SRE Engineer Platforms
Lead SRE Engineer Platforms
BT's Platform Engineering team is responsible for building integrated, scalable, and robust enterprise journeys. We are currently seeking an experienced Lead SRE Engineer with a proven track record in designing, architecting, and implementing robust and durable applications, especially in the cloud and at scale.
About the Role
The Platform Support Lead will oversee operations support across the entire platform, ensuring stability, scalability, and performance. Acting as the central point for platform operations, this role will manage cross-functional teams, align processes, and ensure effective incident management. You will work closely with engineering, DevOps, and SRE teams to provide a seamless experience for developers and product owners.
Key Responsibilities
Operational Leadership
Oversee platform-wide operations, ensuring SLAs and reliability targets are consistently met.
Coordinate across teams to streamline processes and establish best practices for operational excellence.
Define and manage on-call rotations, ensuring adequate coverage and efficiency.
Incident Management
Develop and maintain comprehensive runbooks and playbooks for platform operations.
Lead incident response and resolution, conducting post-mortems and implementing improvements.
Proactively monitor platform health and prevent potential issues.
Process and Automation
Identify opportunities to enhance operational workflows and eliminate inefficiencies.
Drive automation initiatives to reduce manual tasks and improve platform scalability.
Collaborate with SRE and engineering teams to implement robust monitoring and alerting systems.
Stakeholder Collaboration
Serve as the liaison between operations and development teams, aligning on priorities and requirements.
Ensure platform performance meets the needs of developers, product owners, and end users.
Qualifications
5+ years of experience in platform or operations support, with a focus on large scale systems.
Strong understanding of platform engineering concepts, including Kubernetes K8s and AWS.
Proficiency in monitoring and observability tools e.g.
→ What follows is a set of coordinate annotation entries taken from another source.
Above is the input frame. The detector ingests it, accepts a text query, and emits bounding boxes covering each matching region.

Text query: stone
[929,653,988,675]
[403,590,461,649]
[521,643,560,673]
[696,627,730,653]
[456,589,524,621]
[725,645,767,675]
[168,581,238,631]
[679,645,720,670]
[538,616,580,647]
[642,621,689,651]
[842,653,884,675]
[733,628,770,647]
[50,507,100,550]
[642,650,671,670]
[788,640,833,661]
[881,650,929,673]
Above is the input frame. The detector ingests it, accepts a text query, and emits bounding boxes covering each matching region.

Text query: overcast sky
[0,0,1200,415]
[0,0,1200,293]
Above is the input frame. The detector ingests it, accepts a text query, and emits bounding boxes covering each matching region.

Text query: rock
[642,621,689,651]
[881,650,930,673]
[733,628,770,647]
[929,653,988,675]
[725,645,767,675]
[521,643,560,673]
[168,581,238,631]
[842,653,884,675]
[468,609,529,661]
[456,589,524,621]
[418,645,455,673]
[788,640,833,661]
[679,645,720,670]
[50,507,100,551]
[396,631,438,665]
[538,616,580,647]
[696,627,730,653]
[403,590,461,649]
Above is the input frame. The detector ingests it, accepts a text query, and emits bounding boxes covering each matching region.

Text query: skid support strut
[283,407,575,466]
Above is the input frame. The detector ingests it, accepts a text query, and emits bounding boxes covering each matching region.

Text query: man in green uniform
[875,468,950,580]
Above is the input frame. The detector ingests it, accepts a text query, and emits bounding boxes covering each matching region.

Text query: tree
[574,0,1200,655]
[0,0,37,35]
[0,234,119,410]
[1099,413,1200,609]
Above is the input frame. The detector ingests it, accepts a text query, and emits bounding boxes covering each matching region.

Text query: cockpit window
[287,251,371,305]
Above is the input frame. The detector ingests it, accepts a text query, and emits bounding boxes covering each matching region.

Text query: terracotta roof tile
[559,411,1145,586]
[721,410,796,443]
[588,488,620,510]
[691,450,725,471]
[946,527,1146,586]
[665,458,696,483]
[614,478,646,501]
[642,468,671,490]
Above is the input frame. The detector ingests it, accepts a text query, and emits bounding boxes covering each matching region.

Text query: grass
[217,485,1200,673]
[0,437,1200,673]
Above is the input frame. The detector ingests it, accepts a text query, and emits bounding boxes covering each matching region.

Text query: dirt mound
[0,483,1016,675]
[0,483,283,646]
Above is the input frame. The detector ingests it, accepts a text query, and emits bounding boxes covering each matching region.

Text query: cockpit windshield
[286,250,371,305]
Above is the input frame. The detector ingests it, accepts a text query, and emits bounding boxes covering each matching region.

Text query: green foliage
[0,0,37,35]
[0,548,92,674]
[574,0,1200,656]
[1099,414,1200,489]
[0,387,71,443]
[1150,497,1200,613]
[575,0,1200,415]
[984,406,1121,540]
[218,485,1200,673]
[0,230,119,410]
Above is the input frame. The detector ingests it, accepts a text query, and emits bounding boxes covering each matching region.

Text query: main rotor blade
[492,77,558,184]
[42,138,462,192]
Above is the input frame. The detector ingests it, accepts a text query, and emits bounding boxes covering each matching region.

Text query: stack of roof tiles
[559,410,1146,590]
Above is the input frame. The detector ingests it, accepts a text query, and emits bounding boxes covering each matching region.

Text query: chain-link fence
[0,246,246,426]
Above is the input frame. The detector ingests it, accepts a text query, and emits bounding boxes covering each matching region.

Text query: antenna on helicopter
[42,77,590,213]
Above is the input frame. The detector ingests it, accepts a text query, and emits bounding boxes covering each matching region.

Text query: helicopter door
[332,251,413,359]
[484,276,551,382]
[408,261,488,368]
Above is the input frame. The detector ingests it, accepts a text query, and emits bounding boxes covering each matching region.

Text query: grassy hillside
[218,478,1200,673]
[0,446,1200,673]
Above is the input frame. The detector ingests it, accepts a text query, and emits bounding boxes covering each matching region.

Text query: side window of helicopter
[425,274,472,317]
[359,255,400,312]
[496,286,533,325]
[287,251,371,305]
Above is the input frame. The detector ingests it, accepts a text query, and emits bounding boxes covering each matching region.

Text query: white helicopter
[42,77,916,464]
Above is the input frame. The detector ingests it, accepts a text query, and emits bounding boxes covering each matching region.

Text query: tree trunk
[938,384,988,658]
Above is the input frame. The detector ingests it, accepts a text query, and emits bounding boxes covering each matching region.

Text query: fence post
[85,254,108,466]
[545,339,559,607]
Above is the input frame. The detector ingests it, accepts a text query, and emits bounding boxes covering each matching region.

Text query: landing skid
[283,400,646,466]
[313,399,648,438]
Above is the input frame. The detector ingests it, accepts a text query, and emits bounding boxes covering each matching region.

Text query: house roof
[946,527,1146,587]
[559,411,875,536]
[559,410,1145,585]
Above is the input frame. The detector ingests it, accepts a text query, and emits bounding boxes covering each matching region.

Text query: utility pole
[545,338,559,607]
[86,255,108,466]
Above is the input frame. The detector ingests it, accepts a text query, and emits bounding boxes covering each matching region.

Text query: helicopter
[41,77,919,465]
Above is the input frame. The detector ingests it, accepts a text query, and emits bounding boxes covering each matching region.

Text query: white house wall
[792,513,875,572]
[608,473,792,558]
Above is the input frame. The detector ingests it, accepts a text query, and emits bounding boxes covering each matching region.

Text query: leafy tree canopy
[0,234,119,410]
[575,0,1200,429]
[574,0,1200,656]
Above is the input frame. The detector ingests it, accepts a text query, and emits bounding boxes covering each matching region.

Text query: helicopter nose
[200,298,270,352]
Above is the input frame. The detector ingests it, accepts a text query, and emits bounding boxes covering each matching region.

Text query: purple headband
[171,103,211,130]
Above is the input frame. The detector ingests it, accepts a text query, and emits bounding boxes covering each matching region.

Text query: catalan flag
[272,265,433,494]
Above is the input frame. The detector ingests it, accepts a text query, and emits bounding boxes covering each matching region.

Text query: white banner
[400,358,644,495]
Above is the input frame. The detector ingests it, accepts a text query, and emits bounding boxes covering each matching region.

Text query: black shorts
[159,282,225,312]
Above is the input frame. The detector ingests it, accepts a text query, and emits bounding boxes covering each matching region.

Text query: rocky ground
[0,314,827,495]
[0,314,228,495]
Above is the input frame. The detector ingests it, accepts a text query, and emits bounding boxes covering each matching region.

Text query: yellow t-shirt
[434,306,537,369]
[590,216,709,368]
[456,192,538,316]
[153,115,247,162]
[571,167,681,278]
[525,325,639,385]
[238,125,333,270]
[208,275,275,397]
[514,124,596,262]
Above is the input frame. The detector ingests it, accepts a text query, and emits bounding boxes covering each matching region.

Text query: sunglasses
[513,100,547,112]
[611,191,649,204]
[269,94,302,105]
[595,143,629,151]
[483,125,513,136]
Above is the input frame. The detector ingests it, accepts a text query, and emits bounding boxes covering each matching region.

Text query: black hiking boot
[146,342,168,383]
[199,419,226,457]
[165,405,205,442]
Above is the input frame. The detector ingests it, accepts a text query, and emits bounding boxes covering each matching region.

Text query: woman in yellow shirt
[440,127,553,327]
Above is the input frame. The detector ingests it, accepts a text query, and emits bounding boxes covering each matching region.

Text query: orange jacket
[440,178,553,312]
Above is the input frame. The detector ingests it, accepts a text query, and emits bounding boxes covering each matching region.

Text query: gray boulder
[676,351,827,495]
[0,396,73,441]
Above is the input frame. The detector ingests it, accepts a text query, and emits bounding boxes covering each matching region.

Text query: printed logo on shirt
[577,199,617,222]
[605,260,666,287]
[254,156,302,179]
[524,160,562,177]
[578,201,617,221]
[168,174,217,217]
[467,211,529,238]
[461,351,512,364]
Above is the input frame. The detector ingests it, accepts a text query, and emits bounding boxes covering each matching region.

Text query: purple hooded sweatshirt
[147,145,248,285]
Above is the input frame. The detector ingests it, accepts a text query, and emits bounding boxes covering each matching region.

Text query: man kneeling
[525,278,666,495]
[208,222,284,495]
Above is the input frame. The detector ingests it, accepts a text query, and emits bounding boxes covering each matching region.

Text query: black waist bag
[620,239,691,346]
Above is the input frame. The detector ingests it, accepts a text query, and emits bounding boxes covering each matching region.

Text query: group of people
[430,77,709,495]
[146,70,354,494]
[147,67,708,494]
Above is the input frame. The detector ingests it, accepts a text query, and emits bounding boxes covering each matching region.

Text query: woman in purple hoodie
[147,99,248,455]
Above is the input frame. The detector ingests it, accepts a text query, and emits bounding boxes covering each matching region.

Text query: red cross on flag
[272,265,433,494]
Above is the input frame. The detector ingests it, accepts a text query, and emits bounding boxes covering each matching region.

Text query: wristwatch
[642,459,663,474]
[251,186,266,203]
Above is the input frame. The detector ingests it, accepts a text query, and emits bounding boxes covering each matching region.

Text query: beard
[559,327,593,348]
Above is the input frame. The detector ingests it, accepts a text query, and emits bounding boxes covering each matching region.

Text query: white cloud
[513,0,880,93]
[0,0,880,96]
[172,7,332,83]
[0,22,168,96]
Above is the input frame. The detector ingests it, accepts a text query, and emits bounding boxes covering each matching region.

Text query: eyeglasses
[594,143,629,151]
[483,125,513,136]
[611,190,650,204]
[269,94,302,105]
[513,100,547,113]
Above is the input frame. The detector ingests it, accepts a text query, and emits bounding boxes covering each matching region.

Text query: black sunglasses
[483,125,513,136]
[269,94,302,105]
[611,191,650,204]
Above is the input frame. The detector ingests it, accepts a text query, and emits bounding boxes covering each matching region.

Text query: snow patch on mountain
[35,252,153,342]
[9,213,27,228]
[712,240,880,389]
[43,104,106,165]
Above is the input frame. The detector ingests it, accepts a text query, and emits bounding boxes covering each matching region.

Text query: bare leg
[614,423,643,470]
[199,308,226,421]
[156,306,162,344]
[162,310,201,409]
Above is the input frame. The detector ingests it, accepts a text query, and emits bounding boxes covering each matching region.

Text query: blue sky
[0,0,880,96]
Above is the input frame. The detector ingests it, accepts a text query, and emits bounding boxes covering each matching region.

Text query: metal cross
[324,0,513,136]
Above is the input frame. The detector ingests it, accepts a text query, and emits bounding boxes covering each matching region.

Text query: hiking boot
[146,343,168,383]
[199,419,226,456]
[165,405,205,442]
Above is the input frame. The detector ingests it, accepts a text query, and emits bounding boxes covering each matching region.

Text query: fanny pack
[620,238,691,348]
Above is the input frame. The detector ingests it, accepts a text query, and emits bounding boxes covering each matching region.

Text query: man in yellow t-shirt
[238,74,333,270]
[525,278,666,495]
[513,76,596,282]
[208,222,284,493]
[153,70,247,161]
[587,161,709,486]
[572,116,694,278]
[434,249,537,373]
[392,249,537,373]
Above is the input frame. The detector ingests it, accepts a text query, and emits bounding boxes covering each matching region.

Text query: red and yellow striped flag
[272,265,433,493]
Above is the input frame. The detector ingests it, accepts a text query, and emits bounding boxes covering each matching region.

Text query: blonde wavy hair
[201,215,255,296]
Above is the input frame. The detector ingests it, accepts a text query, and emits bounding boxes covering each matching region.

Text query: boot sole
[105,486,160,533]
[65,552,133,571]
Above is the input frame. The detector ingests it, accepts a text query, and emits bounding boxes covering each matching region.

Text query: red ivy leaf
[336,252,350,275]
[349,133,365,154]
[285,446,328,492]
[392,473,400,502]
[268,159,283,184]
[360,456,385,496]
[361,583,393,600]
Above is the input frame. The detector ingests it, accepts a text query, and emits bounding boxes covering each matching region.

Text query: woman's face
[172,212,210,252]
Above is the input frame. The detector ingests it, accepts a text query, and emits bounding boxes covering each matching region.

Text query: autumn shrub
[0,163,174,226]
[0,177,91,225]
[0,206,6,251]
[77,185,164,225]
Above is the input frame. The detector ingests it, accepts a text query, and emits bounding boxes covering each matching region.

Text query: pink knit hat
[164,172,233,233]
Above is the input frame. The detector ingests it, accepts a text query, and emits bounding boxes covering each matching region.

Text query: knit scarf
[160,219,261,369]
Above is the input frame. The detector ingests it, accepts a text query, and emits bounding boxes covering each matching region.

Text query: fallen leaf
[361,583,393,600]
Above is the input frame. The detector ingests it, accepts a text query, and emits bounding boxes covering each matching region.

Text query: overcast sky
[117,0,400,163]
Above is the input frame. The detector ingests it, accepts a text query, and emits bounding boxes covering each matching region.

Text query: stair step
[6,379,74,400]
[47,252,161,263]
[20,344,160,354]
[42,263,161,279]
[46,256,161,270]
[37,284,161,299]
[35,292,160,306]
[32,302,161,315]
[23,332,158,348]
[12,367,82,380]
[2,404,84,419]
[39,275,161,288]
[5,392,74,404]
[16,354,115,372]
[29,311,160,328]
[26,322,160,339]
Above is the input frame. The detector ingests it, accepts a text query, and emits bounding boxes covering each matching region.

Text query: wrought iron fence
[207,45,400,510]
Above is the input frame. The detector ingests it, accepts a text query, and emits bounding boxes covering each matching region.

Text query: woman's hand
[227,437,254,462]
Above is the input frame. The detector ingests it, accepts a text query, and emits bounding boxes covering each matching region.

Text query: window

Dynatrace, Prometheus.
Experience with CICD pipelines and automation tools e.g. GitLab, Pulumi.
Exceptional organizational and communication skills, with the ability to manage cross-functional initiatives.
Familiarity with incident response processes and post mortem analysis.
Leadership capabilities, including mentoring and coordination of operational teams.
Why Join Us
Opportunity to work with cutting edge cloud and DevOps technologies.
A collaborative team environment that encourages innovation and growth.
Hands on exposure to scalable architectures and automation practices.
Support for professional development and certifications in AWS, Kubernetes, and other modern technologies.